Page MenuHomePhabricator

No proper handling of multivalued fields
Open, MediumPublic

Description

Fields can have multiple values, in several different ways:

  • some file metadata (EXIF etc) fields can have multiple values
  • we parse some data from HTML code of license templates; some images have multiple license templates
  • sometimes the same property can have a value from both the file and the description
  • categories, and any properties based on categories, are in many-to-many relation with images
  • (there are also multi-languaged values which can be multivalued when all languages are requested, but we already deal with that)

Right now we handle this in a very hacky way for some fields (e.g. concatenate categories with "|") and don't handle it at all for most (one of the values is selected by some random aspect of the code). This will be especially problematic if we want to use CommonsMetadata as a helper tool for the Wikidata migration.

A proper multivalue handling should probably be able to:

  • indicate whether or not the given field is multivalued
  • indicate the source (e.g. if one of the values comes from the file, the other from the description, we should be able to somehow tell that)
  • synchronize properties somehow (e.g. a multilicensed image will have multiple license names and multiple license URLs; the user of the API has to be able to match the right name to the right link)

Version: unspecified
Severity: normal

Details

Reference
bz57259

Event Timeline

bzimport raised the priority of this task from to Medium.Nov 22 2014, 2:24 AM
bzimport added a project: CommonsMetadata.
bzimport set Reference to bz57259.

We already use arrays with _type key for multilanguaged arrays (even though it is an ugly hack), so it seems logical to use the same format (_type=ul, see [1]) for multivalued properties.

We currently return an array with 'value' and 'source' fields for a single property; for multivalued properties we could maybe return such an array for each value, that would make it easy to indicate different sources (although ugly and not very compact).

For marking which values of multivalued properties belong tohether, we could maybe use an additional 'group' field (e.g. License, LicenseShortName etc. read from the first license template would have group=1).

[1] https://www.mediawiki.org/wiki/Manual:File_metadata_handling#Format_of_this_merged_metadata

  • Bug 64803 has been marked as a duplicate of this bug. ***
  • Bug 64888 has been marked as a duplicate of this bug. ***

Copying across a point raised in bug: 64888 which makes this issue more severe.

This bug results in dual licensed material pointing to the wrong license. I.e. the text will say e.g. "CC BY-SA 3.0" but will link to http://www.gnu.org/copyleft/fdl.html. Apart from being highly confusing it most likely violates one of the two licenses.

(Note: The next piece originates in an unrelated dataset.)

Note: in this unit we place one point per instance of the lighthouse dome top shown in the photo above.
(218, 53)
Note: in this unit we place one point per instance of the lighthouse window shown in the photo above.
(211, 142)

Example: https://sv.wikipedia.org/wiki/Sveriges_l%C3%A4n#mediaviewer/Fil:Greater_coat_of_arms_of_Sweden.svg

Change 135194 had a related patch set uploaded by Gergő Tisza:
[WIP] Handle multiple templates in TemplateParser

https://gerrit.wikimedia.org/r/135194

Change 135194 merged by jenkins-bot:
Handle multiple templates in TemplateParser

https://gerrit.wikimedia.org/r/135194

What’s the current status of this patch?

The issue described at bug:64888 is very problematic. I had not noticed that bug before, but frankly I would have been inclined to consider it a blocker for wide-deployment on Wikimedia sites.

(Here is another example if needed: https://commons.wikimedia.org/wiki/File:Silver_crystal.jpg#mediaviewer/File:Silver_crystal.jpg))

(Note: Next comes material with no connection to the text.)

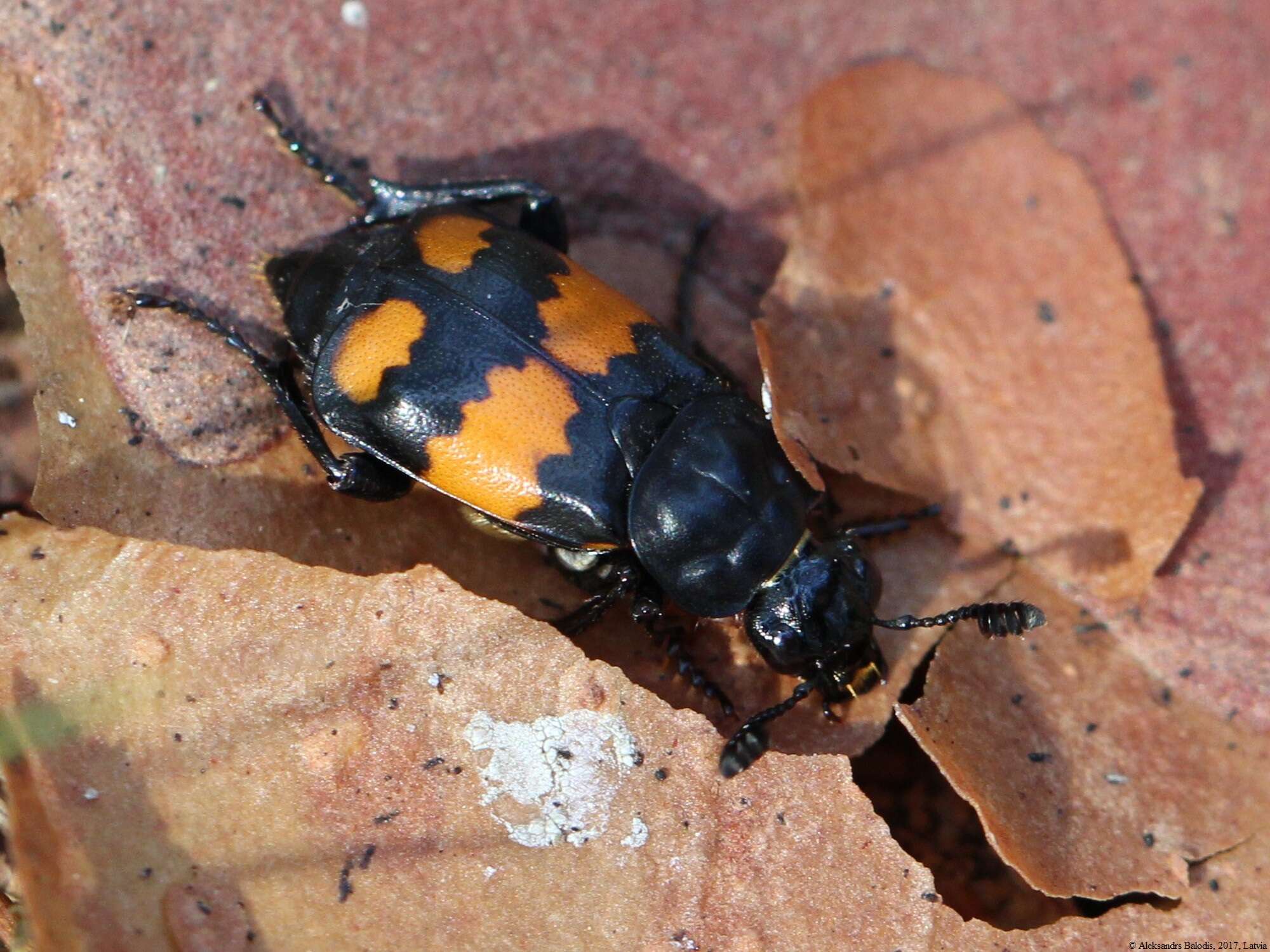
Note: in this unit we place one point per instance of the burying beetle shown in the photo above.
(479, 360)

That specific issue should be fixed; CommonsMetadata handles multivalued fields correctly internally, but only returns one value due to limitations of the API format. This is done more consistently now.

The caching for CommonsMetadata is pretty complicated (there is a memcached layer on both the frontend and backend wiki, plus whatever the API framework uses, plus Varnish), so I am waiting to see if the issue is properly fixed (all the caches involved should wear out in 30 days) or some sort of manual purging will be necessary.

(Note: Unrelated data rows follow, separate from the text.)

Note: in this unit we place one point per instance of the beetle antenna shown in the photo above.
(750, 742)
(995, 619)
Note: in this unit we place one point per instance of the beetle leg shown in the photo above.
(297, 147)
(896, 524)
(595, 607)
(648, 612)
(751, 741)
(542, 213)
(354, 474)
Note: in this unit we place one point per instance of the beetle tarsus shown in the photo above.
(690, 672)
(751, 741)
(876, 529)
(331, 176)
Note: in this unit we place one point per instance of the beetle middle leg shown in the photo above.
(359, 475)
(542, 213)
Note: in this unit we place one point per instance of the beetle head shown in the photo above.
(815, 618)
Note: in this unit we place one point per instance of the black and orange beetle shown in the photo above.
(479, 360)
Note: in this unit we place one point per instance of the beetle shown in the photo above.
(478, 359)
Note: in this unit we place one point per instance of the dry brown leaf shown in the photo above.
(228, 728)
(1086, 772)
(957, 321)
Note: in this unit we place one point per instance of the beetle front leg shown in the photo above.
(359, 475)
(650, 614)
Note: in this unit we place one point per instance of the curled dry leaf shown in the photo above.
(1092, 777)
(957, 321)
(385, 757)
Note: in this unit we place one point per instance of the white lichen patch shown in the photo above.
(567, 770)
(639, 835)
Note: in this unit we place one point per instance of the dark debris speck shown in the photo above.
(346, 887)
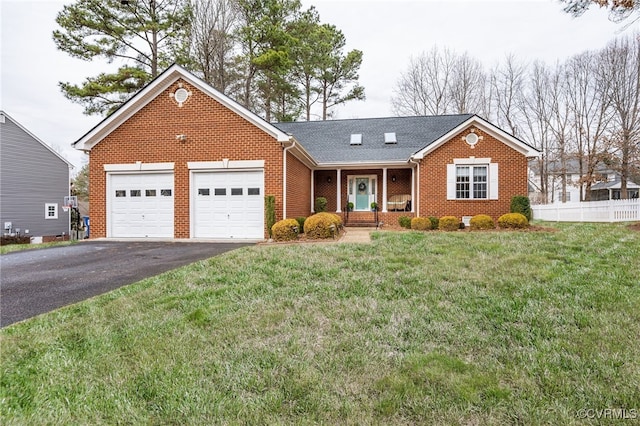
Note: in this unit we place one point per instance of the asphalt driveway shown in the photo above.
(33, 282)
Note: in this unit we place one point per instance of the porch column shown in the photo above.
(313, 207)
(384, 190)
(338, 192)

(In reply to Tisza Gergő from comment #8)

The caching for CommonsMetadata is pretty complicated (there is a memcached
layer on both the frontend and backend wiki, plus whatever the API framework
uses, plus Varnish), so I am waiting to see if the issue is properly fixed
(all the caches involved should wear out in 30 days) or some sort of manual
purging will be necessary.

Please give more steam on this issue. The acceptance of the MultimediaViewer at least in the German Wikipedia community is lowering from day to day due to such critical bugs :-(

All examples from this and duplicate tickets provide correct data now. Is anyone aware of images which are still showing inconsistent licence information?

Asking again before closing this ticket: Is anyone aware of images which are still showing inconsistent licence information?

Setting back the new, since the original issue described in comment 0 still stands. I'll assume the problem with mixing up different licenses is fixed.

...setting back the state to new...

Tgr removed Tgr as the assignee of this task.Dec 23 2014, 11:17 PM
Tgr renamed this task from No proper handling of multivalued fileds to No proper handling of multivalued fields.Jan 16 2016, 11:56 PM
Tgr set Security to None.